But what was striking was “cautious optimism” expressed about the business sector, which was stuck in the mud all last year.

The Fed staff’s projection for U.S. GDP growth was stronger at the January meeting than in the previous forecast. The staff also said that downside risks had diminished.

There was also some optimism about the outlook for inflation, which has lagged below the Fed’s 2% target.

Most Fed officials said they generally expected inflation to move closer to the central bank’s 2% target.

A couple of officials went further, saying they detected a “modest step up” in underlying inflation during 2019 and even that inflation might be at the target.

Despite the optimism, Fed officials were careful not to signal any change in interest rates.

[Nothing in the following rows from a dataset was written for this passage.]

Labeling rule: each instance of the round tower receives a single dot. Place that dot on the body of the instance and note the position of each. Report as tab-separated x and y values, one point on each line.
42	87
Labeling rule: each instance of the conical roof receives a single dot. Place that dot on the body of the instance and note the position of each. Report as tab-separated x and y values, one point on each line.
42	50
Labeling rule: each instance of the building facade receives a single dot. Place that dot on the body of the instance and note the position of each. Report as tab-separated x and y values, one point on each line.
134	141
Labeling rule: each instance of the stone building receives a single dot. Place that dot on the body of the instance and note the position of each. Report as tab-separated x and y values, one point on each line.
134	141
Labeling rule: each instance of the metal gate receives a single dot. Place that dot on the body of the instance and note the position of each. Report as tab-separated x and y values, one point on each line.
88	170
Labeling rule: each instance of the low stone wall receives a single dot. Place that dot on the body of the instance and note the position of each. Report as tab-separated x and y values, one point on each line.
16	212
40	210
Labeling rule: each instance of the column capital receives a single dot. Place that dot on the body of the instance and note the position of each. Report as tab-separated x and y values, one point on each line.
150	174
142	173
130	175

The central bank cut rates three times last year and has signaled an on-hold policy stance, absent significant changes to the outlook.

In their discussion, Fed officials saw good reasons for leaving benchmark rates unchanged.

They discussed how “maintaining the current policy stance for a time could be helpful in supporting U.S. economic activity in the face of global developments that have been weighing on spending decisions,” the minutes said.

Minneapolis Fed President Neel Kashkari, speaking on Wednesday in Mankato, Minn.. said that he thought the Fed could keep rates steady “for the next three months, next six months or maybe longer,” according to the Wall Street Journal.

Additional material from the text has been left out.